Im Reel ist deine Stimme die Fernbedienung
Das schwebende Fenster nimmt keine Berührungen an – eine Einschränkung von iOS, und genau der Grund, warum es die Sprachbefehle gibt: Pause, weiter und der Sprung zwischen Sätzen, gesprochen, in zehn Sprachen, Deutsch darunter. Die Formulierungen kannst du durch eigene ersetzen, falls eine davon mitten im Skript ständig auslöst. Die Lautstärketasten springen ebenfalls einen Satz vor oder zurück, sind aber als experimentell markiert und funktionieren nicht in Kamera-Apps, weil dort der Auslöser auf ihnen liegt – und der Aufnahmebildschirm von Instagram ist so ein Fall.
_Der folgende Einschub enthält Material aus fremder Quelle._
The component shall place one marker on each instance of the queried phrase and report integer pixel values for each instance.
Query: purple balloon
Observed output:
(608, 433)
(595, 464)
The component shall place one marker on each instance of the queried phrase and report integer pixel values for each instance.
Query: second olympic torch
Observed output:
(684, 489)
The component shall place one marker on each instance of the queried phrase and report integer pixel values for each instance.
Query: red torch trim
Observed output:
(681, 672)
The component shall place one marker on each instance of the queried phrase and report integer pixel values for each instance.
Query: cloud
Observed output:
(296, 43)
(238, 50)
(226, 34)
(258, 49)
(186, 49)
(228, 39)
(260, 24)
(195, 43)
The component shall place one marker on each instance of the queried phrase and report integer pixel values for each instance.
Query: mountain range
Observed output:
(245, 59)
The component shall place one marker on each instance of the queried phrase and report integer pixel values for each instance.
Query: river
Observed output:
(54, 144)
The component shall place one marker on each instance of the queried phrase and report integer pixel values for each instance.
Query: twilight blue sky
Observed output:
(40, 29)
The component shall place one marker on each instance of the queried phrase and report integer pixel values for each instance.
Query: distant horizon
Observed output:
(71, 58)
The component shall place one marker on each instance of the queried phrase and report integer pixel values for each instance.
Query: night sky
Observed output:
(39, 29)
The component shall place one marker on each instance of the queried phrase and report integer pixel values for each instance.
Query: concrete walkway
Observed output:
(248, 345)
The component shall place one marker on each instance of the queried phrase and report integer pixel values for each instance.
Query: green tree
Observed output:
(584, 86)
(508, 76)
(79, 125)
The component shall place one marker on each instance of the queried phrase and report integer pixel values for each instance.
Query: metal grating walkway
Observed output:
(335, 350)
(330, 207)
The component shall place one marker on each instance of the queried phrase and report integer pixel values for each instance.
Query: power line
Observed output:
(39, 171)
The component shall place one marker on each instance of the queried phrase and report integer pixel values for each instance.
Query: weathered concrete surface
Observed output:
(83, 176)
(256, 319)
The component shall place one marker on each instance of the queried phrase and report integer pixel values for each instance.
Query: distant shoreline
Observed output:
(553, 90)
Das Folgen selbst funktioniert in jeder Sprache, die dein iPhone erkennt: auf aktuellem iOS sind das über 60 Sprachvarianten. In welchen davon die Erkennung auf dem iPhone bleibt und in welchen iOS den Ton an Apple schickt, um ihn in Text umzuwandeln, steht beim sprachgesteuerten Teleprompter – die App markiert diese Sprachen in der Erkennungssprache ohnehin, bevor du startest.
Fragen
Kann ich in der Instagram-App einen Teleprompter benutzen?
Ja. Du startest das Skript „Im schwebenden Fenster“, und es bleibt während der Aufnahme über Instagram liegen – es rastet in einer Ecke ein, ähnlich wie Bild-in-Bild. Instagram gehört neben Kamera und TikTok zu den drei Apps, mit denen die Mikrofon-Übergabe getestet ist: Das Folgen der Stimme läuft weiter, während das Reel aufgenommen wird.
Breit oder hoch – welche Fensterform passt zu einem Reel?
Hoch (2:3) für die Nahaufnahme, breit (3:2), sobald du zurückgehst und den Ausschnitt weiter wählst. Im 9:16-Bild ist das hohe Fenster eine schmale Spalte an einer Seite, die die Mitte der Vorschau frei lässt; das breite ist ein flaches Band, in das eine ganze Zeile am Stück passt und das sich aus größerer Entfernung noch entziffern lässt.
Der Text im schwebenden Fenster ist zu klein zum Ablesen – lässt sich das ändern?
Ja. Das Fenster hat eigene Werte für „Textgröße“ und „Seitenränder“, unabhängig vom Prompter im Vollbild. Unter „Aussehen des schwebenden Fensters“ drehst du die Größe hoch und ziehst die Ränder enger, bis das Fenster auf Armlänge lesbar ist – der Schriftgrad, mit dem du im Vollbild geprobt hast, bleibt davon unberührt.
Kann ich das schwebende Fenster antippen, um den Text anzuhalten?
Nein, das schwebende Fenster nimmt keine Berührungen an – das ist eine Einschränkung von iOS. Genau deshalb gibt es die „Sprachbefehle“: Pause, weiter und der Sprung zwischen Sätzen, gesprochen, in zehn Sprachen, Deutsch darunter. Die Lautstärketasten springen ebenfalls einen Satz vor oder zurück, sind aber als experimentell markiert und funktionieren nicht in Kamera-Apps, weil dort der Auslöser auf ihnen liegt.